On 6/29/07, Tom Allison <[EMAIL PROTECTED]> wrote:
The thought I had, and have been working on for a while, is changing how the scoring is done. Rather than making Bayes a part of the scoring process, make the scoring process a part of the Bayes statistical Engine. As an example you would simply feed into the Bayesian process, as tokens, the indications of scoring hits (binary yes/no) would be examined next to the other tokens in the message.

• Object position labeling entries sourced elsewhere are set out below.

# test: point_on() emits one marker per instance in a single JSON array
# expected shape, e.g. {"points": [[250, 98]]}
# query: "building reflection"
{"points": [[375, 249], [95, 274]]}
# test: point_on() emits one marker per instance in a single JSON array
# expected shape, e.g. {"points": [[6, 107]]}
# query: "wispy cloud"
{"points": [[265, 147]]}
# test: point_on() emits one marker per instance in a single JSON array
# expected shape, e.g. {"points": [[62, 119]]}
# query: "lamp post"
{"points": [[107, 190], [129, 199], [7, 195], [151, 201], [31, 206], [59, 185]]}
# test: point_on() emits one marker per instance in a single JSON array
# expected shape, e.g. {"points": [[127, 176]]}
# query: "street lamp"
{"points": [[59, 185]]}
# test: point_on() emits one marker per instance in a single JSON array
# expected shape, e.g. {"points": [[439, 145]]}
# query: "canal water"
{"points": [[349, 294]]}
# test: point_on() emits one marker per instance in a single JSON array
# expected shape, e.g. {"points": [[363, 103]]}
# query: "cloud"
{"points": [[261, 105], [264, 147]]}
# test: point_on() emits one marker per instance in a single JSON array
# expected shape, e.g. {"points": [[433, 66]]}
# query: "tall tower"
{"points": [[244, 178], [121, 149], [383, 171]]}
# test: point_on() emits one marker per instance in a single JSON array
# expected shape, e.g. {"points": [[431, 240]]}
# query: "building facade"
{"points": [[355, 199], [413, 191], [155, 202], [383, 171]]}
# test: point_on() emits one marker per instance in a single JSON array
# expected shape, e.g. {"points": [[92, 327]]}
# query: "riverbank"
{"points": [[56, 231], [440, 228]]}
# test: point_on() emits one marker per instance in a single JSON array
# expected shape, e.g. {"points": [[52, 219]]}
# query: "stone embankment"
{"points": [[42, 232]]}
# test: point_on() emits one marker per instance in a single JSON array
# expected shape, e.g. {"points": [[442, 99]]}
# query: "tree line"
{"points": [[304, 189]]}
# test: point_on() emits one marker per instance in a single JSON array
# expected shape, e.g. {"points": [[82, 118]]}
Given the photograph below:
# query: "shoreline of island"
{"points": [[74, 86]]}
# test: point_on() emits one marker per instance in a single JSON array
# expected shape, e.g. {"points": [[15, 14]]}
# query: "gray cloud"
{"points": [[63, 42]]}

There are a few problems with this. (1) It assumes that Bayesian (or similar) classification is more accurate than SA's scoring system. Either that, or you're willing to give up accuracy in the name of removing all those confusing knobs you don't want to touch, but it would seem to me to be better to have the knobs and just not touch them. (2) For many SA rules you would be, in effect, double-counting some tokens. An SA scoring rule that matches a phrase, for example, is effectively matching a collection of tokens that are also being fed individually to the Bayes engine. In theory, you should not second-guess the system by passing such compound tokens to Bayes; instead it should be allowed to learn what combinations of tokens are meaningful when they appear together. (It might be worthwhile, though, to e.g. add tokens that are not otherwise present in the message, such as for the results of network tests.) (3) It introduces a bootstrapping problem, as has already been noted. Everyone has to train the engine and re-train it when new rules are developed. I've thought of a few more, but they all have to do with the benifits of having all those "knobs" and if you've already adopted the basic premise that they should be removed there doesn't seem to be any reason to argue that part. To summarize my opinion: If what you want is to have a Bayesian-type engine make all the decisions, then you should install a Bayesian engine and work on ways to feed it the right tokens; you should not install SpamAssassin and then work on ways to remove the scoring.